Set in the early eighties, it is the story of Ethan Levin, a senior engineer at a Californian start-up software company called Telligentsia. Levin is a talented developer with a fascination for artificial life and a somewhat obsessive approach to his work. Early in the story we are introduced to UI-1017, a bug that is Levin's responsibility to fix. UI-1017 is that most elusive of bugs, the type which is transitory and intermittent - only manifesting during critical demonstrations at trade shows and to venture capitalists. The novel traces Levin's escalating preoccupation with the bug, and the effect his compulsive work habits have on his mental state and personal life.
Interleaved with Levin's story in alternating chapters is a narration from the perspective of Roberta Walton, a disenfranchised academic who winds up in a testing role at Telligentsia. It is she who first discovers UI-1017, gives it an identifying label, and delivers it to Levin to be fixed. She enables us to see the absurdity and isolation of the typical developer mentality from an external perspective, as she plays witness to Levin's declining composure and progressive retreat into solitary combat with his debugger.

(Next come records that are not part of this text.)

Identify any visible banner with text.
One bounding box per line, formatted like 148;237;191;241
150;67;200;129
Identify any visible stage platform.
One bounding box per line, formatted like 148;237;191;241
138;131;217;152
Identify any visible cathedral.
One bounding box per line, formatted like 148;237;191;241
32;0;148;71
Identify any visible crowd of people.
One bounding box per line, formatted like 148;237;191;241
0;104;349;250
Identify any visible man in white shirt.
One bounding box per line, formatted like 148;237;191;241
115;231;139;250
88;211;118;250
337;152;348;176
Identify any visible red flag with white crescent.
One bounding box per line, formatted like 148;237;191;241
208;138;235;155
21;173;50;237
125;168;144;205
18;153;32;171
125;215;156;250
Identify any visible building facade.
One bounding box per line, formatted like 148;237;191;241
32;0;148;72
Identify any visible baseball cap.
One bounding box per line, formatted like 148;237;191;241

Ullman manages to capture the eccentricities of the programmer personality, along with the pressure-filled, frenetic atmosphere of the software development environment. Thankfully, because she is a programmer herself, the book is technically accurate and veracious - to the extent of containing code fragments and in depth descriptions of the technical arcana of the programmer's work day. Therefore the book is free of the simplifications and inaccuracies that frequently accompany the portrayal of technology in popular media, and which make technologists cringe.
The Bug is an entertaining and entirely believable depiction of the high intensity and all consuming atmosphere that characterizes many software development environments, and the deleterious effects that our profession can have on its practitioners.